Some things may have changed since Talladega Nights: The Ballad of Ricky Bobby was released a decade ago, but it still has one of the most dead-on mockeries of the popular perception of motorsports in America. NASCAR—for better or for worse—has a sometimes-uncomfortable association with the Southern bro.
You love partying with him when he “pisses excellence” and rides around Daytona’s infield on a motorized cooler.
You begrudgingly accept his prosperity-gospel-lite notion that all of his outward displays of Christianity will bless him with success—although you wish he’d finally move beyond using “gay” as an insult.
You may cringe a bit at his open embrace of crass commercialism, but c’mon, all those corporations on his favorite driver’s car fund all that good racin’.

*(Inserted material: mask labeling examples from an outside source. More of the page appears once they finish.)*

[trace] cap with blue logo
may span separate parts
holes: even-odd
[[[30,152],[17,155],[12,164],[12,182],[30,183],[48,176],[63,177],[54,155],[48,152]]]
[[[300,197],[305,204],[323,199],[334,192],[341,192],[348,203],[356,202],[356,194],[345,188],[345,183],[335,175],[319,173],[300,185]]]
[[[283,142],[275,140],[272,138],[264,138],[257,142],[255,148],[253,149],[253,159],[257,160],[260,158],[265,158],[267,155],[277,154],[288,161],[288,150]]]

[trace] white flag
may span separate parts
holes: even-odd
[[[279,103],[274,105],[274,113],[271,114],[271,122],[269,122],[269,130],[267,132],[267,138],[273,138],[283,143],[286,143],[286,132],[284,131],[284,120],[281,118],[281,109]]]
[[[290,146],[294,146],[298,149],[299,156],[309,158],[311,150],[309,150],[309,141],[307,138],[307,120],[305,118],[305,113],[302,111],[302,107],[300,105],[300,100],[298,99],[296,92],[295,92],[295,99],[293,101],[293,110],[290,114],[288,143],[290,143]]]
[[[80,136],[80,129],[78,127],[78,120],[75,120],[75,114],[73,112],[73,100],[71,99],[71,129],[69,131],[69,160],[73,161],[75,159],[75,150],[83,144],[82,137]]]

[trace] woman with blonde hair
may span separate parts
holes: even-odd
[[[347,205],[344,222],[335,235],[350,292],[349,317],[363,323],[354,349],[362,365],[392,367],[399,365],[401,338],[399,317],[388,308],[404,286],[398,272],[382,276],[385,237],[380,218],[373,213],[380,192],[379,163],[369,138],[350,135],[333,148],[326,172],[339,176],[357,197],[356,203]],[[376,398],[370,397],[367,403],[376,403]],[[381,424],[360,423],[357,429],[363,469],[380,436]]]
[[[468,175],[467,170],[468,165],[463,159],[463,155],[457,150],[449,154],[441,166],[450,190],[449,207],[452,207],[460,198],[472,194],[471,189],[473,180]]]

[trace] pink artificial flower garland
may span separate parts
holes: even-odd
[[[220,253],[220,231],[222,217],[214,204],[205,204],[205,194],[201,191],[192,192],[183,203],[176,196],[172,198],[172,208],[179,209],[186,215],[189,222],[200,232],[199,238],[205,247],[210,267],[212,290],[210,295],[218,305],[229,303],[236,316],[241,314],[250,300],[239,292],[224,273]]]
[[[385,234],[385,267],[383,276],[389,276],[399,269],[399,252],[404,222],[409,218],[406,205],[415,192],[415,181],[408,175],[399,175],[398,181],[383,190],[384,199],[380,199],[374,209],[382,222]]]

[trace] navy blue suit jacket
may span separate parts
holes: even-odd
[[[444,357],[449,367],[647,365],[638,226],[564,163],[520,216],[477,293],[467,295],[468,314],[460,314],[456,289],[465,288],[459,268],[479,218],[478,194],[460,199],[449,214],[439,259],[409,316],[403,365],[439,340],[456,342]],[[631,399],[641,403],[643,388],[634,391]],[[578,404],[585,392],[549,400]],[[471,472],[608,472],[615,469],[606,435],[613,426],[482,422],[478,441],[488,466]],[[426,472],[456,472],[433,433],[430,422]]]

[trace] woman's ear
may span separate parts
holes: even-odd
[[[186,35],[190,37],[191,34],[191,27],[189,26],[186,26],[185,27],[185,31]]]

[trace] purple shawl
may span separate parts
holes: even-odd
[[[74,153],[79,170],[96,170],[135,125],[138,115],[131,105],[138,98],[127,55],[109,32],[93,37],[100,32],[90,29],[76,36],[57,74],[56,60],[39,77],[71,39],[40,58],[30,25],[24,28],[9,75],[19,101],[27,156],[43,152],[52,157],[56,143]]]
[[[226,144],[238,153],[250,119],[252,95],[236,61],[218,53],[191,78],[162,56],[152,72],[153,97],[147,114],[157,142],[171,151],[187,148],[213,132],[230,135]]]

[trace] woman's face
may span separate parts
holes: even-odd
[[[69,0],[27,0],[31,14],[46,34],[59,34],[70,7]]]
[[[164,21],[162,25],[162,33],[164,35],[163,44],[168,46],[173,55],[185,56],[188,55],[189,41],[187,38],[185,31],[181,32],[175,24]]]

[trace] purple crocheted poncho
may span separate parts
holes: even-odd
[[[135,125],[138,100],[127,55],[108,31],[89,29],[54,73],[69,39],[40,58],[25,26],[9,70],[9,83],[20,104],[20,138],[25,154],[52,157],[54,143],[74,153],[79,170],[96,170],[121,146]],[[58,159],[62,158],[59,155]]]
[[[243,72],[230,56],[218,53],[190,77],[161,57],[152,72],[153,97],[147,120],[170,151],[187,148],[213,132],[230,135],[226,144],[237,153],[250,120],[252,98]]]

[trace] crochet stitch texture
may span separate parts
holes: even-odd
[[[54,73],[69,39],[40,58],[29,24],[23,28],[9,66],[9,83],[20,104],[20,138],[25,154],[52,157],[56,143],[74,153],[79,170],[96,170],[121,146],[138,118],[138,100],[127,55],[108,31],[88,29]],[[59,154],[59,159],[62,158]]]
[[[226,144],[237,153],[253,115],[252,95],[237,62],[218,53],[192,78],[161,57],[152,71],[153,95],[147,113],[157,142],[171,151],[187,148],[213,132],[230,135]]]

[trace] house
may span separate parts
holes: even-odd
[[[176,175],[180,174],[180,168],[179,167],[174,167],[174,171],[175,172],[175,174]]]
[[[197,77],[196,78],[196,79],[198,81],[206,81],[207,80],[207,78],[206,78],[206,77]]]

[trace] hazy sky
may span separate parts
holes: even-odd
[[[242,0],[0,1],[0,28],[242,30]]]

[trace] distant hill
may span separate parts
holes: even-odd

No scene quite nails everything that is a little uncomfortable about NASCAR’s association with the deep-fried, down-home Southern bro better than Talladega Nights’ family dinner scene:
I can’t think of a single more deep-South argument than one about the appropriateness of referring to the infant “Christmas Jesus” during grace.
Modern-day NASCAR tries pretty hard to push itself as a wide, accepting tent. They’ve even produced one of the more fun seasons to watch this year in terms of actual racing on the track.
But whenever you mention that NASCAR is occasionally enjoyable to someone who doesn’t pay a whole lot of attention to it, there’s a good, annoying chance you’ll hear something back about inbreeding, a lack of education or a less inclusionary brand of social and/or political conservatism.
The most biting satire gets you to laugh at things that are supremely uncomfortable—like America’s relationship with its most popular form of motorsport.
Maybe what NASCAR needs is a real-life Jean Girard to shake (and bake) things up.